Über den Nutzen der Atomenergie für die Energiewende
Round-Table-Diskussion unter der Moderation durch Mag. (FH) Dieter Aigner, Geschäftsführer Raiffeisen KAG sowie den Experten
Mag. Werner Gruber, Physiker (ehem. Science Busters), Wien
Dr. Nikolaus Müllner, Institut für Sicherheits- und Risikowissenschaften, Universität für Bodenkultur, Wien
Mag. Gabriel Panzenböck, Fondsmanager, Raiffeisen KAG, Wien
Mag. Stefan Sengelin, Bundesministerium für Klimaschutz, Umwelt, Energie und Mobilität, Innovation und Technologie, Wien
Herr Gruber, wir kennen Sie aus den Medien als jemanden, der sich im Sinne der Nachhaltigkeit für Atomkraftwerke ausspricht. Können Sie uns Ihre Argumente darlegen?
Werner Gruber: Mein Arbeitsgebiet ist – neben dem Kochen von Würsteln und Schweinsbraten als ehemaliges Science-Busters-Mitglied im Fernsehen – die Neurophysik. Und ich bin seit circa 10 Jahren im Bereich Umweltschutz und Öffentlichkeitsarbeit sehr aktiv und auch Forschungsbeauftragter des Burgenlands. Als solcher bin ich auch nahe an der Politik und kenne die Vorurteile in der Bevölkerung hinsichtlich Nukleartechnologie ziemlich gut. Würden Sie mich fragen: Atomenergie ja oder nein?, wäre meine Antwort: Nein, wozu! Nur entscheiden wir uns nicht für oder gegen etwas, sondern wägen zwischen mehreren Möglichkeiten ab und versuchen, den Preis für die Entscheidung möglichst klein zu halten.

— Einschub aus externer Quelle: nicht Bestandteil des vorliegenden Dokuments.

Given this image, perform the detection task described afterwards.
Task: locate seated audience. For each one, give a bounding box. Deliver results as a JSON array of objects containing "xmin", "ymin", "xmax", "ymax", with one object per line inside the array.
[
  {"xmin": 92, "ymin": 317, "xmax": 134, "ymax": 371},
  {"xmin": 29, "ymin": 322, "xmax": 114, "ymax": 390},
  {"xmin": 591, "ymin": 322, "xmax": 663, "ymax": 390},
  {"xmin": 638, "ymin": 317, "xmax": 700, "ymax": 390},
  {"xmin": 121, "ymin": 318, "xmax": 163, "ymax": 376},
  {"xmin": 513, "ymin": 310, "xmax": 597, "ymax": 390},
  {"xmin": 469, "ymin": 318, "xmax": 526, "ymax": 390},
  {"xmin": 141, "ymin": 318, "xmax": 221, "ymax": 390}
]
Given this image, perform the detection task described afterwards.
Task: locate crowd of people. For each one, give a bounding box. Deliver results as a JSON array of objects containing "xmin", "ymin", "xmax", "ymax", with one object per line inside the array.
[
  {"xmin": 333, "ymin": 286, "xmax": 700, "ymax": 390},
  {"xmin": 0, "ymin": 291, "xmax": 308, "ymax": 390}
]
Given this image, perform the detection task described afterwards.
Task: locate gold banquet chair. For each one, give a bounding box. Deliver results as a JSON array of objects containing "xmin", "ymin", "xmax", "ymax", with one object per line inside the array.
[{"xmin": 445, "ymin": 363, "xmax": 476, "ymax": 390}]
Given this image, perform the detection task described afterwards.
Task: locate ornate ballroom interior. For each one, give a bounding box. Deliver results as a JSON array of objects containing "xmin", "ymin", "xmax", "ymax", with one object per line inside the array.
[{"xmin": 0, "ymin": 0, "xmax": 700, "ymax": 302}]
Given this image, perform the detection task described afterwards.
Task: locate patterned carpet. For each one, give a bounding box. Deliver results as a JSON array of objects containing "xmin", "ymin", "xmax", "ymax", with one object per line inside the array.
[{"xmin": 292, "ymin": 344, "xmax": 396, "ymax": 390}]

Von welchem Preis reden wir?
Werner Gruber: In dem Fall von CO2-Emissionen. Nehmen wir das Beispiel Hainburg: Viele Österreicher:innen haben gesagt, wir brauchen Hainburg nicht. Die Konsequenz daraus war, dass Dürnrohr gebaut wurde, ein Kohlekraftwerk, das den meisten CO2-Ausstoß in ganz Österreich verursacht hat. Hätten wir Hainburg, würde unsere Energieproblematik heute etwas anders aussehen. Um heute zu Energie zu kommen, haben wir in Österreich die Wahl zwischen Kohle- und Ölkraftwerken – in Hinblick auf den Klimawandel keine gute Wahl –, Erdgas, das etwas sauberer ist, aber in der CO2-Belastung genauso wie Kohle und Öl einen hohen ökologischen Preis hat und wir haben Wind- und Solarenergie – ökologisch eine tolle Sache, doch mit dem großen Nachteil, dass beides nicht regulierbar ist. Ich kann Spannungsspitzen damit nicht einfach abfangen. Das bedeutet, wir brauchen Regelkraftwerke, und da bleiben nur zwei CO2-neutrale Möglichkeiten: Wasserkraft oder Kernkraft. In Österreich haben wir großes Glück, viel Wasserkraft zu haben, aber beispielsweise Tschechien tut sich da schon schwerer. Daher verteufle ich die Atomenergie nicht per se.
Doch die hohen Kosten und der radioaktive Müll machen das Ganze wieder teurer …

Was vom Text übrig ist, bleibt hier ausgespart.